Analyzing/mining specimen data for novel applications

Exactly, and this is what got me thinking is that we need an avenue, not just from the data to the image, but from the image to the data.

1 Like

This also points to a need to better capture annotations to these images to build up the labels associated with particular media files. This could include presence of specific traits, measurements, etc.

2 Likes

:smiling_face_with_three_hearts: reminds me that one of the very first @iDigBio working group workshops was DROID ( Developing Robust Object to Image to Data Workflows).

1 Like

:100: These will be key to capturing expert observations about what’s represented in an image, and will (as you already know @dcblackburn) feed machine learning so that scientists can reap the benefits of the growing pile of images / media relevant to their research needs.

2 Likes

One assumption is that all collections staff are concerned about their data and/or have appropriate technology skills.

These are generally the same people who on any given day are skinning a bird, checking a dermestid colony, performing integrated pest management, hunting down specimens for a loan or a borrower to get specimens back, supervising volunteers, interns and if they are lucky an actual paid assistant. Perhaps they learned Python or R while in school, but perhaps those languages weren’t even in use when they were in school. Yet it does seem that we expect that collections staff can manage data in the ways that often are discussed at the level of aggregators and that they all understand the technology and terms being used by the biodiversity data community.

This feeds into:

How do we avoid losing sight of the other important tasks that collections staff do?
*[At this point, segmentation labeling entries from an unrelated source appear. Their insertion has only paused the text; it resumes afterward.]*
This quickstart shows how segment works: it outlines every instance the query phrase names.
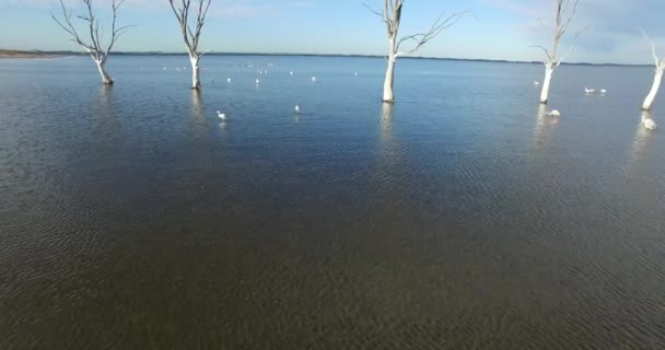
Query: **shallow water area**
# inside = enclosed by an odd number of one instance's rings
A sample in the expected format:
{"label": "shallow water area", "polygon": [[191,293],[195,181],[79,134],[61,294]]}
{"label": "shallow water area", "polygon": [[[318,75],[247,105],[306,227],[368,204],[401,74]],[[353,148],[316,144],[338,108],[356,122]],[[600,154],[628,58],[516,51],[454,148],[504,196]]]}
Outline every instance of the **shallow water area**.
{"label": "shallow water area", "polygon": [[0,60],[1,349],[665,347],[651,68],[188,65]]}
Maintenance of the physical specimens (which underpin the data) should be part of the puzzle.

5 Likes

dcblackburn

1m

yes yes and to directly make the link to the annotation thread where “annotations” can include a variety of information Annotating specimens and other data

1 Like

Such a critical infrastructure, leadership, and professional development question! See my reference to this (and related issues) in Annotating specimens and other data - #29 by Debbie

This ties nicely to a thought that I had a while back. In an average collection that is now at least partially digitized, the CM faces curating two collections - the physical specimens and the digital records about those specimens. In most collections, that would now include adding specimens (both physical and digital) and trying to keep both collections updated - and in sync. In some cases, esp. larger collections, one is now facing the challenge of digitizing major portions of the collection while keeping track of any incoming annotations. Incoming staff will likely need more data manipulation skills - I know what I knew how to do a number of years back is now virtually useless.

4 Likes

There is also the opportunity to extend specimens with images from collection events/localities and link these through our digital databases. This another place where data being “born digital” is be critical going forward. In other words, it is much easier for the collector to make the digital connections than to try to have someone else do it after the fact.

3 Likes

I think it’s important to keep in mind here that ‘single corpus’ doesn’t mean having all the images in one place. That’s expensive and has all kinds of governance and jurisdictional implications.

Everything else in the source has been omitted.